2nd intermission - sweet relief, there were Landjaeger for sale! Sweet, magical, German meat treats to get me back on track. All was well for act three which opens with Wagner’s hit single “Ride (of the Valkyries)” b/w “Who got that ring?” Sung gorgeously, but at one point there are 8 Valkyries on stage with their horses, each horse is a 9 foot long cone on wheels with a stage hand dressed in black that is raised by a crank on the back of the cone. I’ll try and find a picture. But as the 8 valkyries rally to make their war cries the choreography is that they will all be raised to the full height of their scissor lifts, and, well, you had 8 men in black furiously cranking, and 8 divas being raised not just slowly and awkwardly but with a jumping stuttering motion. Majestic it was not.

 

However, all was saved by the magic ring of fire that Wotan surrounds Brunnhilde with when he puts her to sleep. It was simple, but beautiful, and Wotan was pretty great. I imagine it’s frustrating to direct Wagner since it’s all there in the original staging, and one could feel like it’s hard to put one’s personal stamp on a performance. There’s a version of Valkyrie coming to Munich soon where I believe Brunnhilde rides on stage on a giant golden Euro symbol. I shit you not.

I promise not to go off on a tangent here, but Sam said that he’d read that the only Gesamkunstwerk (total art work) since The Ring cycle was Star Wars. I said that was non-sense, it’s Disneyland, or the Disney parks as a whole. And even more so because you can’t get the Disneyland experience without going to one of the parks, and so to with Wagner, but to a less extent, this work has defied being parceled out in to anything other than a real live theatrical experience. I’ve watched a few video performances of Wagner, but it doesn’t hit the same, you don’t force yourself into that weird meditative state.

So we left the Festspielhaus at 11 and chose to walk the half hour back to Füssen’s altstadt. It was nice, there was plenty to chew on, and Sam has seen a number of complete Rings, so it was very interesting to talk about what he’s seen and what I have.

I was surprised at how action packed The Valkyrie felt. Certainly compared to the other Wagner opera’s I’ve seen that had no intermissions. When we come out of the opera house we could see Neu Schwanstein castle across the lake looking over at us. And Mad King Ludwig was featured heavily in much of the opera house’s decoration. What an interesting character. 

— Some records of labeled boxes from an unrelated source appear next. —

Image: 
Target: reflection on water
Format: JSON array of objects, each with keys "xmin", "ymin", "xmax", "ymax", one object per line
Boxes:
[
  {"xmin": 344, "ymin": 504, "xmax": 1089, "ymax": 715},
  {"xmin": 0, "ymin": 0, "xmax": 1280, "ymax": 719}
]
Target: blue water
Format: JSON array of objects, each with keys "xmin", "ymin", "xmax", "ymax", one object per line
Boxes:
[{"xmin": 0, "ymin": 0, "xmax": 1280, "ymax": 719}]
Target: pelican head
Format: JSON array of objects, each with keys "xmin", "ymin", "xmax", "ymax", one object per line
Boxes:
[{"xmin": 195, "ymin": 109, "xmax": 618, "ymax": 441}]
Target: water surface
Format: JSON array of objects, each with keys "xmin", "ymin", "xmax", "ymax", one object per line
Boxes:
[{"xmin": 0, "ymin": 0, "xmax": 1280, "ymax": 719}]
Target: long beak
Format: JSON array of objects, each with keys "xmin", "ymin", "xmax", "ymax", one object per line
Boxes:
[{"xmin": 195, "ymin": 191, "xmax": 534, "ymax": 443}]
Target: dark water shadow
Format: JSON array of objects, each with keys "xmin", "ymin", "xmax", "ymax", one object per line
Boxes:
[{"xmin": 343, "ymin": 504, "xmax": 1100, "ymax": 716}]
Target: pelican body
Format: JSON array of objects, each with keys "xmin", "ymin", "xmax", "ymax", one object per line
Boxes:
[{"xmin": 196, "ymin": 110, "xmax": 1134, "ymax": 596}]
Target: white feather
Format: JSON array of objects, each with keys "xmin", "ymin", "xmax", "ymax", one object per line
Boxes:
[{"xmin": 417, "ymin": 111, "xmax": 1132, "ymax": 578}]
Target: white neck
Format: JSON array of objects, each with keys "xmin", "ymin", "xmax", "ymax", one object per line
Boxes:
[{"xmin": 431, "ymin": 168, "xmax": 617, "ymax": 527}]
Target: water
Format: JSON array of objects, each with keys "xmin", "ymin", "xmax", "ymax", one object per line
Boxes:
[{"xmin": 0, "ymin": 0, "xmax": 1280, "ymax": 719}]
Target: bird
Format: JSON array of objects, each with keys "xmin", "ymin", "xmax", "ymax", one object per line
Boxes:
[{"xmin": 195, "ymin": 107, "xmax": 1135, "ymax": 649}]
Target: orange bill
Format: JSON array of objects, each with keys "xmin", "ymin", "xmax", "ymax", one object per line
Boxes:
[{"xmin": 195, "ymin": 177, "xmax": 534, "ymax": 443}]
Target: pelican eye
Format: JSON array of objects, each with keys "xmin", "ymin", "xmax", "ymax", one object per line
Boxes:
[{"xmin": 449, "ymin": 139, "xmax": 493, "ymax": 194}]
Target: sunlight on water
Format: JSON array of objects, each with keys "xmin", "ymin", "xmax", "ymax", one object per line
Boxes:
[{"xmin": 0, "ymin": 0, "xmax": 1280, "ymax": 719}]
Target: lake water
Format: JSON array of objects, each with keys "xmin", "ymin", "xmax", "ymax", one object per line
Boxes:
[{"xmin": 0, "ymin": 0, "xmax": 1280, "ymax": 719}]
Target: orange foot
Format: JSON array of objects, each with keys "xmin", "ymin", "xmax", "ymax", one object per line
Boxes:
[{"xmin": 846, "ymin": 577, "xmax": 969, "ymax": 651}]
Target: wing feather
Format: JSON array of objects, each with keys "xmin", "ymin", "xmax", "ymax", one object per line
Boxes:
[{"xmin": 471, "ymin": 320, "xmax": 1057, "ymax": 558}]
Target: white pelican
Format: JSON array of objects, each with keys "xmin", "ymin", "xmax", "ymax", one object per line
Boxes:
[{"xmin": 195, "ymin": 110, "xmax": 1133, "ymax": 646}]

Seeing the opera felt like a start. Just like trying to come to grip with the works of Wagner, coming to grips with opera viewing as a recreational activity, for me, takes a lot of thinking and considering, study and preparation. It’s not quite like learning another language, and thank god for that. I’ve already got my hands full.

I spent the morning in Füssen, but the rain was heavy enough to spoil any notions of going to see the castle or enjoy the alps. I was dressed for the theatre, not for the mountains. Should have gone to the opera in my Bavarian dress, those guys are ready to herd some sheep, see some music drama, and sing drinking songs from a mountain hut.

Füssen means feet, and this is their town crest. 

Füssen means feet, and this is their town crest. 


I think I’m going to take my first run at the Visa office this week, I have everything that I think I need. I fully expect to get it wrong, but I feel like I should do it before Oktoberfest arrives. From what I understand it takes over just about everything when it’s in full swing.